On April 29th of 2016, Greaves Cotton, closed its Gummudipoondi factory and even as litigation was pending, removed the machinery from the factory. Rather than absorbing the workers into its operations at Ranipet and other cities in India, it forced termination of employment. Though officially the company maintained that the closure was due to fall in production, the real reason was to break the workers union formed under the leadership of DTUC. The workers challenged the action with the labour department that initiated a conciliation process. After numerous delays due to the absence of company officials for the hearings, a ‘Failure Report’ was filed by the labour commissioner on 24th Nov.
After more than a year without a job, the workers and their families are facing acute financial and social problems. Some of the workers have taken up alternative employment under even more dismal conditions of contract and wage. “we get Rs 8000/- after 30 days of work, no leave, no overtime. We have to work 15 days for paying our rent. How can we survive like this” asked a worker. The company remains stubborn on termination and is only willing to discuss minor increase in the compensation. The labour department and the courts have failed to resolve the dispute in a time bound manner, tolerating the delays by the company. After 18 months of conciliation, the labour department has issued a ‘failure notice’ after the company said it will move the labour court. The workers fear that the case will prolong we further in the labour courts, and the appeal process. This forced them to head to the corporate office to get an assurance from the General Manager that the company will honour the legal process and respond promptly.

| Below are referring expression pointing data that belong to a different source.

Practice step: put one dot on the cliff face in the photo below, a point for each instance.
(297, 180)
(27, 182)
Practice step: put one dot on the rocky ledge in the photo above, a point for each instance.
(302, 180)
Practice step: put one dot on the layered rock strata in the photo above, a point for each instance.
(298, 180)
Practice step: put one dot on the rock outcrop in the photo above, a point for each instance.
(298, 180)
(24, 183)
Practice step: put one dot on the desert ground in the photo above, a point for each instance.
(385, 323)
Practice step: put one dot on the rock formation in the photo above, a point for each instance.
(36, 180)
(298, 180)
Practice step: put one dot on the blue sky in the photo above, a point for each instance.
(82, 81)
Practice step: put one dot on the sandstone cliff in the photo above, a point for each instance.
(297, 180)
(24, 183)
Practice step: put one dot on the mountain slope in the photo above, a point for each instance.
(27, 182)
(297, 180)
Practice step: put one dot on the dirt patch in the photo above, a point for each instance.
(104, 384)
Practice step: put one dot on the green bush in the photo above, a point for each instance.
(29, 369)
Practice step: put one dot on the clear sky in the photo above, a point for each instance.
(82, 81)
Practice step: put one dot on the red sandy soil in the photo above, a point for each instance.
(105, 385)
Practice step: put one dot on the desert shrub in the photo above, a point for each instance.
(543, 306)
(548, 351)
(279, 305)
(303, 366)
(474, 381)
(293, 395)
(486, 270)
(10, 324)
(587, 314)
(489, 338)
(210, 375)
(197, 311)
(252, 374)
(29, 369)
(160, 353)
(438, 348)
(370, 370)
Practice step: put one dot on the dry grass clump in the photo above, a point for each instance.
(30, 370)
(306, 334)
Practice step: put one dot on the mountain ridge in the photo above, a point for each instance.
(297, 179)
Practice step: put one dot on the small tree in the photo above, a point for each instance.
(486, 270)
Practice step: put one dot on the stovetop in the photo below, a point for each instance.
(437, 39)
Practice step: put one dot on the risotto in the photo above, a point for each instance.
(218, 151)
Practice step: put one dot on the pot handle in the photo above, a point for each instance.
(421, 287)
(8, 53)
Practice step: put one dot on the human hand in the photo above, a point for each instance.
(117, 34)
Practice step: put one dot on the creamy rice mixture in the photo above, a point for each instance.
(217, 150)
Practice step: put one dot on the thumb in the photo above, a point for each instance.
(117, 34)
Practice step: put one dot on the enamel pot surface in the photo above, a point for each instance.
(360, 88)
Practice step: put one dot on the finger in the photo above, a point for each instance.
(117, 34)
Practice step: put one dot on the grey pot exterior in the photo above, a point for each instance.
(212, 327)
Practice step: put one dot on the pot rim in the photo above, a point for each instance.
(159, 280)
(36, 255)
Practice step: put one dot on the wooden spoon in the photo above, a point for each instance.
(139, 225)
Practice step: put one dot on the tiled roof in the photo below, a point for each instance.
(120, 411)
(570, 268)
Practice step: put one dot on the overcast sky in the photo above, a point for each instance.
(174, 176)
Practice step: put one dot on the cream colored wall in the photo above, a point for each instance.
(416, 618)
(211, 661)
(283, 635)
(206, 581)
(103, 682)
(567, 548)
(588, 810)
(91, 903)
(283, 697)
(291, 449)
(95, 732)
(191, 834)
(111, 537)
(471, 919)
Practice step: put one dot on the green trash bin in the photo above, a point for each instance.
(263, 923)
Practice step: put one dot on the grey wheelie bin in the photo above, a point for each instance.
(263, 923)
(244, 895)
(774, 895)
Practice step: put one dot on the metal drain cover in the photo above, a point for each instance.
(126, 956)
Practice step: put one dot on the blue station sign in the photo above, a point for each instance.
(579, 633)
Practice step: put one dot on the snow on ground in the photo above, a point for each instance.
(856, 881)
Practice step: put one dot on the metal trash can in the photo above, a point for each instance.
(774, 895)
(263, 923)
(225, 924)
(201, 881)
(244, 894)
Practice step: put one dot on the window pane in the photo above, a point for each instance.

“We have lost a lot after the company threw us out, my wife left me, my parents need my support. I don’t have a proper job. I moonlight in many places to make ends meet. I don’t have the time to go after a long legal process” a worker said in an earlier discussion. This judicial delays in adjudicating workers’ rights, has forced many workers (nearly 30 workers) to settle the dispute by accepting the compensation offered by the company. Those holding out fear that the process will wear them out and deny them justice. Similar cases that have languished for two decades reinforce the workers’ fear.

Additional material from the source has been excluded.